Vince Pope (‘True Detective: Night Country’ composer) on the ‘sinister’ and ‘ethereal’ of the human voice [Exclusive Video Interview]
“I’d spoken to Issa López a lot before we got started about feel and where we wanted to go with the score, the kinds of things that we wanted it to do,” reveals Vince Pope, “which were to sort of point up the landscape, the spiritual nature of the story.” Those early conversations helped the composer craft a haunting score for “True Detective: Night Country” which tapped into the raw emotions found in this HBO crime mystery. Watch the exclusive video interview above.

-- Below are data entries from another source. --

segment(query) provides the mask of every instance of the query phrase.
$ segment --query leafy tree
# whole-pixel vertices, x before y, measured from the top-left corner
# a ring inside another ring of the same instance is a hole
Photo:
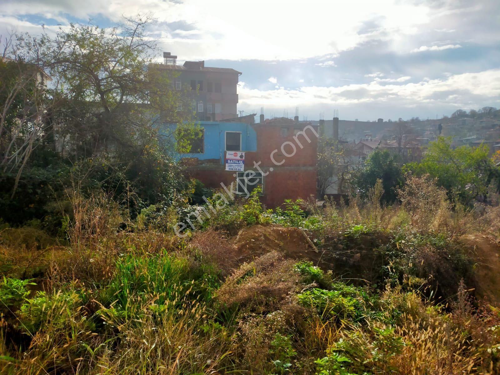
[[[132,192],[148,204],[171,200],[182,186],[170,156],[175,140],[160,142],[158,128],[192,126],[192,114],[177,110],[188,99],[172,90],[174,74],[154,64],[156,42],[146,31],[152,21],[138,16],[110,29],[72,24],[54,37],[19,38],[53,79],[54,149],[85,170],[84,185]]]
[[[463,110],[457,110],[452,114],[452,117],[458,118],[462,117],[466,117],[466,116],[467,112]]]
[[[490,184],[495,191],[500,191],[500,168],[489,156],[489,148],[484,144],[454,148],[450,138],[441,138],[429,144],[422,162],[407,164],[404,170],[437,178],[438,186],[446,188],[451,198],[462,203],[485,198]]]
[[[0,56],[0,174],[13,177],[14,198],[21,174],[34,150],[50,134],[48,77],[33,56],[22,56],[19,44],[8,38]]]
[[[376,150],[368,157],[364,164],[354,170],[351,183],[363,198],[377,180],[382,180],[384,194],[382,200],[392,204],[396,198],[396,189],[402,186],[404,178],[400,164],[400,158],[387,150]]]
[[[318,144],[318,195],[324,196],[326,190],[336,184],[342,192],[346,170],[342,166],[344,150],[340,144],[332,139],[320,138]]]

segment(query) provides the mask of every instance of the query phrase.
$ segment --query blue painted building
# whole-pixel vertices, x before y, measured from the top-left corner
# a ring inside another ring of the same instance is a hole
[[[193,144],[192,152],[178,154],[176,158],[196,158],[199,160],[218,160],[218,164],[224,164],[225,152],[257,150],[257,135],[253,126],[244,122],[224,122],[212,121],[201,121],[196,123],[202,130],[203,135],[196,146]],[[169,132],[175,130],[175,124],[166,126]]]

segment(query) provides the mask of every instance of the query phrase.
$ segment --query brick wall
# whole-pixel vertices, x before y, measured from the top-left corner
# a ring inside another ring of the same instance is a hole
[[[268,172],[264,177],[264,194],[261,198],[268,208],[280,206],[286,199],[306,200],[311,195],[316,196],[318,138],[309,129],[306,134],[310,142],[303,136],[296,136],[294,138],[294,130],[302,130],[307,124],[285,122],[252,125],[257,134],[257,151],[246,153],[245,170],[256,172],[254,162],[260,162],[262,170],[264,174]],[[282,136],[282,128],[288,128],[288,136]],[[317,126],[314,128],[317,132]],[[284,146],[284,153],[281,148],[286,142],[290,143]],[[290,144],[294,146],[296,152],[293,156],[287,157],[284,154],[290,154],[294,150]],[[275,150],[278,150],[273,154],[274,160],[284,160],[281,165],[276,166],[271,160],[271,154]],[[188,173],[189,177],[200,180],[208,188],[220,188],[223,182],[228,188],[231,182],[236,181],[233,176],[236,172],[224,169],[224,166],[192,166],[188,168]]]

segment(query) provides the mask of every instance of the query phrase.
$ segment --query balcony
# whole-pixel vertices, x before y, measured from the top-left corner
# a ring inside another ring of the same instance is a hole
[[[206,100],[208,102],[238,102],[238,94],[224,92],[206,92]]]

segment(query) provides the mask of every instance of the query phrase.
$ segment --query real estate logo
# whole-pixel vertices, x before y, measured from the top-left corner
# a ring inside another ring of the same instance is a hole
[[[244,170],[245,153],[241,151],[226,152],[226,170],[242,172]]]

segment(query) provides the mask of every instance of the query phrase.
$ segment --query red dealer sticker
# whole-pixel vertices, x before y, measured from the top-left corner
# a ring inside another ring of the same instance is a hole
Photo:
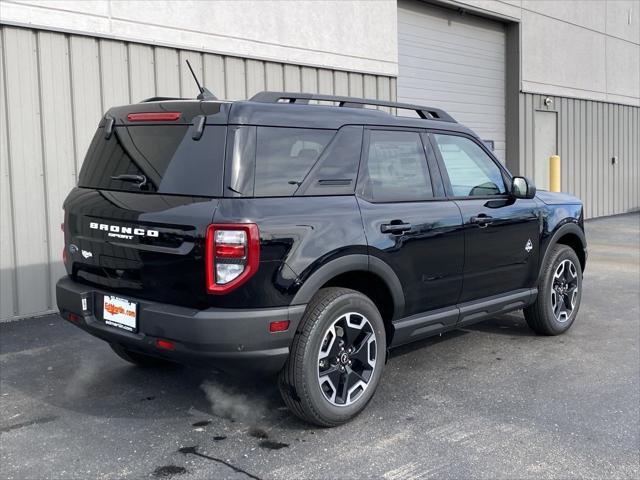
[[[128,332],[136,332],[138,330],[137,310],[138,305],[135,302],[105,295],[102,318],[107,325],[121,328]]]

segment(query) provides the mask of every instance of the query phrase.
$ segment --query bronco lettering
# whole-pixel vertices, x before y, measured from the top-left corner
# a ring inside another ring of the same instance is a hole
[[[121,227],[120,225],[109,225],[106,223],[98,222],[89,222],[89,228],[92,230],[102,230],[105,232],[109,232],[110,237],[124,238],[129,240],[133,238],[133,235],[137,235],[139,237],[154,238],[157,238],[160,235],[160,232],[158,232],[157,230],[146,230],[140,227]],[[132,232],[133,235],[131,234]]]

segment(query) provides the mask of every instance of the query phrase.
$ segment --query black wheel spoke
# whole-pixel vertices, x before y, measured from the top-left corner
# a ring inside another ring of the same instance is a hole
[[[324,370],[320,370],[320,378],[322,379],[324,377],[327,377],[329,380],[331,380],[331,383],[333,383],[336,388],[338,388],[341,376],[342,372],[337,365],[331,365]]]
[[[355,317],[355,315],[352,315]],[[353,321],[362,321],[363,318],[359,317],[359,318],[354,318]],[[360,334],[362,333],[362,329],[360,328],[356,328],[356,327],[352,327],[348,324],[347,322],[347,318],[345,317],[345,319],[343,320],[342,324],[340,325],[343,329],[343,336],[342,336],[342,340],[344,340],[345,343],[345,347],[347,345],[351,345],[354,346],[358,340],[358,337],[360,336]]]
[[[342,315],[326,330],[318,356],[318,381],[329,402],[350,405],[364,392],[375,369],[376,358],[369,363],[369,345],[375,340],[369,320],[355,312]]]
[[[357,360],[359,363],[364,365],[365,367],[369,367],[369,339],[371,338],[371,333],[367,333],[364,335],[360,345],[358,345],[353,353],[351,354],[351,358],[353,360]]]

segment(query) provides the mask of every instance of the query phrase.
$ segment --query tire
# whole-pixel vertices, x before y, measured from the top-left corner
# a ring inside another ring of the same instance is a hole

Showrunner López requested that human voices be used in the score, specifically highlighting the indigenous people depicted in the series. It turns out, Pope needed no convincing on that front as he had already planned to include vocalization due to the “religiosity” that singing has captured throughout history. “So it felt like a natural fit if we’re having something spiritual,” explains Pope, “and they’re just very, very emotive. There’s so many places you can go using the human voice.” He utilized two different vocal approaches within the compositions, depending on how melodic, or not, a particular piece of music needed to be. “There’s the throat singing, which is more percussive and much more sort of raw if you like,” notes Pope, “And then there’s the more ethereal vocalizations that we used.”
WATCH Issa López video interview: ‘True Detective: Night Country’ creator
The team recruited Canadian singer/songwriter Tanya Tagaq so that an indigenous artist could contribute to the sonic landscape of the show. “She does things with her voice that very few people on the planet I would say can do,” admits Pope. Audiences can hear her evocative singing and chanting thundering through the first piece of music in the series as a herd of caribou start a stampede, setting a tone that is at the same time ominous and wondrous. “I think actually Tanya helped us go there, from the very dark kind of sinister stuff to the more melodic and the more ethereal, if you like, and the more hopeful elements of the score,” says Pope.
“It felt very natural to have a score that wasn’t overtly electronic, it had to feel organic,” states Pope in reference to the other major element at play: nature. The beautifully shot scenery, including the vast seas of ice in the night-time, would immediately conjure up emotions for the composer to work with. Pope describes his tendency to work this way, creating music based on the ‘feeling’ of a scene. “I try to bring out what the scene is trying to tell me in a sort of a musical way,” he reveals, “whether that’s sound or whether that’s the harmony or lack of harmony.”
WATCH John Hawkes video interview: ‘True Detective: Night Country’
The final music cue of the series, which begins as Detective Danvers (Jodie Foster) provides an explanation of the deaths in the series and runs through to the credits, is one of Pope’s favorites. It encompasses a spiritual sensibility, the primal power of nature, and veers from eerie to optimistic. “It goes from the smallest hint of melody through to something which hopefully is sort of positive and uplifting, but at the same time leaves a question mark hanging,” notes Pope. “I like music that resides in a sort of hopeful place, but not a cheesy hopeful place. Somewhere that’s kind of poignant and hopeful. And also with a hint of sadness. A cue that you could use on a sad scene, as well as an optimistic scene. I think that’s an interesting place to be musically a lot of the time.”